Zendesk found that customers ranked customer service as the second most important factor for staying subscribed. Ensure your customers can easily get the support they need on the channels they most prefer whether it’s live chat, email, on the phone or through social.

The best mix for your company will depend on your target demographic(s) but figuring it out is well worth it – Harris Interactive says that 56% of participants in a survey said they would switch if a competitor offered more options to get support.

 

4. Build on Your Connection

Unlike one-time sales, subscriptions require an ongoing relationship with your customers. This means proactively communicating with them about how to get the most value out of your subscription, how to use new features and showing your appreciation for their loyalty. People are extremely busy and it’s essential to keep your brand and product top-of-mind so that they continue using it.

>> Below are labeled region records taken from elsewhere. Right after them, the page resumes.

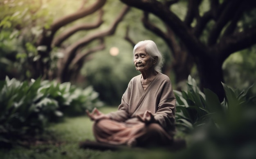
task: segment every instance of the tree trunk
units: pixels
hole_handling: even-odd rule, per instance
[[[221,82],[224,82],[222,64],[213,58],[198,58],[196,60],[198,70],[200,79],[200,88],[208,88],[218,95],[220,102],[225,96]]]

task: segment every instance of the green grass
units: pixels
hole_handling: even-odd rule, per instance
[[[107,113],[117,110],[116,107],[103,107],[100,110]],[[38,144],[26,148],[16,146],[10,150],[0,150],[0,158],[5,159],[156,159],[170,158],[173,154],[160,150],[113,152],[81,149],[79,143],[86,139],[94,140],[92,122],[86,116],[66,118],[64,122],[54,124],[47,133],[56,138],[54,142]],[[57,142],[56,142],[57,141]]]

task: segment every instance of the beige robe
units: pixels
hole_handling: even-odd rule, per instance
[[[171,142],[175,130],[176,98],[170,79],[159,72],[144,90],[141,76],[130,80],[118,110],[107,115],[111,119],[94,123],[97,141],[123,144],[135,141],[136,144],[141,145],[150,141],[165,144]],[[155,123],[146,124],[136,117],[146,110],[153,114]]]

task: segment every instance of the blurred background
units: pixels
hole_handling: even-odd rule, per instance
[[[197,7],[198,13],[202,15],[212,7],[210,1],[200,1],[200,5],[194,8]],[[102,100],[118,105],[130,80],[139,73],[133,65],[133,47],[145,39],[155,41],[163,54],[163,72],[170,77],[175,89],[184,87],[189,74],[200,83],[203,78],[200,75],[205,74],[198,65],[207,67],[198,61],[203,58],[191,53],[191,47],[180,41],[183,38],[167,26],[166,22],[139,9],[131,7],[128,10],[121,2],[2,0],[0,3],[1,80],[6,76],[21,81],[41,77],[60,82],[70,81],[83,88],[92,85]],[[180,0],[171,7],[172,11],[186,22],[189,11],[188,2]],[[255,26],[256,12],[252,9],[243,11],[233,32]],[[229,20],[226,20],[228,26]],[[212,22],[209,23],[202,29],[198,38],[210,47],[207,39],[212,34],[213,25]],[[189,25],[195,27],[196,22],[191,21]],[[222,35],[220,34],[220,39]],[[222,69],[216,71],[221,71],[219,73],[223,77],[216,81],[220,83],[220,79],[240,89],[254,82],[254,40],[249,45],[228,51],[225,58],[216,62]],[[209,53],[217,55],[218,51]],[[216,57],[211,55],[205,58],[205,61]],[[213,78],[217,76],[213,72],[204,76]],[[209,87],[207,85],[202,87]],[[213,86],[210,88],[217,87],[214,85],[212,83]]]

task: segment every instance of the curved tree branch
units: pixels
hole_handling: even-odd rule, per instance
[[[52,42],[52,46],[60,46],[63,41],[78,31],[83,30],[92,29],[99,27],[103,23],[103,11],[102,9],[100,9],[99,17],[97,22],[94,24],[82,24],[75,26],[70,28],[55,38]]]
[[[76,65],[78,65],[79,66],[81,65],[81,64],[83,63],[86,57],[94,52],[104,49],[106,48],[106,46],[104,43],[104,39],[101,38],[100,38],[99,40],[100,44],[99,45],[89,49],[85,52],[78,54],[74,59],[72,60],[70,68],[73,68]]]
[[[124,39],[127,41],[132,45],[132,47],[136,45],[136,43],[129,36],[129,31],[130,31],[130,27],[129,26],[127,26],[126,27],[126,31],[125,36],[124,37]]]
[[[194,56],[204,56],[207,48],[196,38],[189,28],[169,9],[156,0],[120,0],[124,3],[158,17],[179,36]],[[168,16],[166,16],[168,15]]]
[[[256,26],[222,38],[215,47],[219,48],[220,59],[224,61],[231,53],[256,43]]]
[[[62,79],[65,79],[63,71],[67,70],[68,66],[70,64],[72,60],[76,56],[76,53],[77,49],[81,47],[86,45],[95,39],[101,38],[104,36],[113,35],[117,28],[119,23],[123,20],[124,15],[128,12],[130,7],[126,6],[122,10],[120,14],[110,26],[109,28],[106,30],[98,32],[95,34],[88,35],[85,38],[78,41],[76,43],[68,47],[65,51],[65,57],[63,60],[64,66],[61,68],[60,73]]]
[[[52,34],[55,34],[61,27],[98,11],[104,5],[106,1],[106,0],[97,0],[93,4],[87,8],[81,8],[76,13],[65,16],[54,22],[50,28]]]
[[[179,0],[169,0],[164,2],[164,4],[168,7],[170,7],[171,5],[178,2]]]
[[[188,27],[191,27],[193,19],[199,17],[198,6],[202,0],[189,0],[188,6],[188,11],[184,20],[184,22]]]
[[[222,12],[210,33],[208,39],[208,44],[209,46],[216,43],[223,27],[233,18],[241,2],[240,0],[233,0],[229,2],[229,3]]]

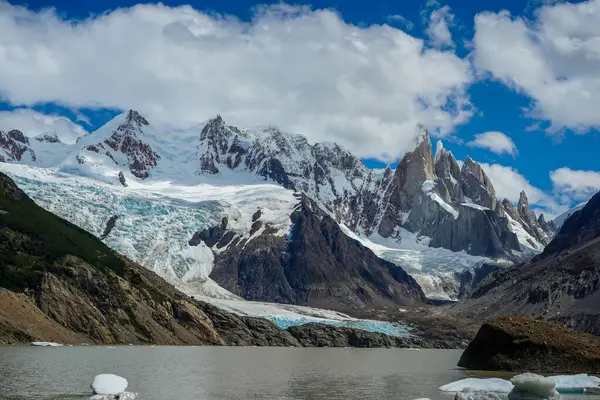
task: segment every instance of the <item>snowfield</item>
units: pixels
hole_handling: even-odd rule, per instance
[[[290,231],[289,216],[298,204],[292,191],[242,171],[219,176],[189,174],[185,184],[165,179],[140,182],[128,176],[128,186],[124,187],[116,175],[108,180],[98,179],[98,171],[90,176],[72,175],[61,168],[5,163],[0,163],[0,169],[10,174],[40,206],[96,236],[102,235],[112,216],[119,216],[105,239],[108,246],[155,271],[180,290],[211,299],[240,300],[208,277],[213,253],[203,243],[189,246],[194,233],[218,225],[226,216],[228,229],[249,237],[252,215],[260,209],[263,222],[275,227],[278,235],[286,236]],[[254,237],[260,235],[265,224]],[[459,289],[457,274],[488,260],[466,252],[428,247],[429,238],[406,230],[399,232],[397,240],[376,234],[366,238],[341,227],[379,257],[404,268],[431,299],[455,300]],[[248,309],[240,311],[242,308],[238,311],[252,315]]]
[[[4,163],[0,168],[40,206],[96,236],[102,235],[110,217],[118,215],[106,244],[199,300],[239,315],[264,317],[283,328],[320,322],[408,335],[401,325],[361,321],[336,311],[245,301],[208,277],[213,266],[212,251],[204,244],[190,246],[193,234],[219,224],[227,216],[228,229],[249,237],[252,215],[258,209],[262,211],[261,219],[277,228],[278,235],[289,234],[289,216],[298,199],[281,186],[254,176],[240,177],[238,173],[230,185],[203,176],[189,186],[130,180],[130,185],[123,187],[56,169]]]

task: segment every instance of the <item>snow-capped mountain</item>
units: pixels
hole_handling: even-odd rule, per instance
[[[161,132],[133,110],[75,144],[0,132],[0,151],[39,204],[195,294],[338,309],[421,301],[404,269],[427,296],[455,298],[464,269],[539,252],[554,234],[524,194],[517,208],[498,201],[475,161],[460,168],[441,142],[434,157],[425,130],[378,174],[274,127],[216,117]]]

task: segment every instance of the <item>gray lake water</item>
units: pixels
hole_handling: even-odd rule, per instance
[[[101,373],[141,400],[451,400],[460,351],[250,347],[0,347],[0,399],[89,399]],[[581,399],[581,397],[579,397]],[[585,396],[586,400],[595,396]]]
[[[142,400],[451,399],[460,351],[250,347],[0,347],[1,399],[87,399],[100,373]]]

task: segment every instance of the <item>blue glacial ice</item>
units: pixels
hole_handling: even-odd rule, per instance
[[[282,329],[287,329],[291,326],[300,326],[310,323],[320,323],[340,328],[355,328],[367,332],[385,333],[386,335],[395,337],[410,336],[410,328],[408,326],[385,321],[375,321],[367,319],[334,320],[298,315],[271,315],[265,318],[267,318]]]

Offering loyal customers some kind of reward is an extremely powerful way of strengthening your relationship with them. This can be as simple as responding to a tweet from a customer or offering membership to an exclusive ‘club’ that comes with special perks. While you can get pretty creative with incentives, focus on keeping them relevant enough so that users feel like they are getting increasing value by staying subscribed.

 

Creating Brand Loyalty

Customers will keep returning if you continue to offer value combined with support to ensure they are successful. Thinking ahead and anticipating what customers will pay for goes a long way to enhancing your reputation as well. For example, Netflix rolled out streaming content in its early stages as a free add-on for their existing customers. Although many customers hadn’t seen it offered as a service before, they quickly realized it was something they wanted. That has undoubtedly contributed to Netflix being on the top of the brand loyalty charts and its high subscriber growth.

Customer success starts with effectively acquiring the right customers and then maintaining an unwavering focus on keeping them. The better the experience a customer has with every touchpoint of your service, the more likely they are to stay. Make sure you’re always delivering value, providing exceptional customer service for any roadblocks along the way and building brand loyalty. The result will be lower churn rates and higher CLV.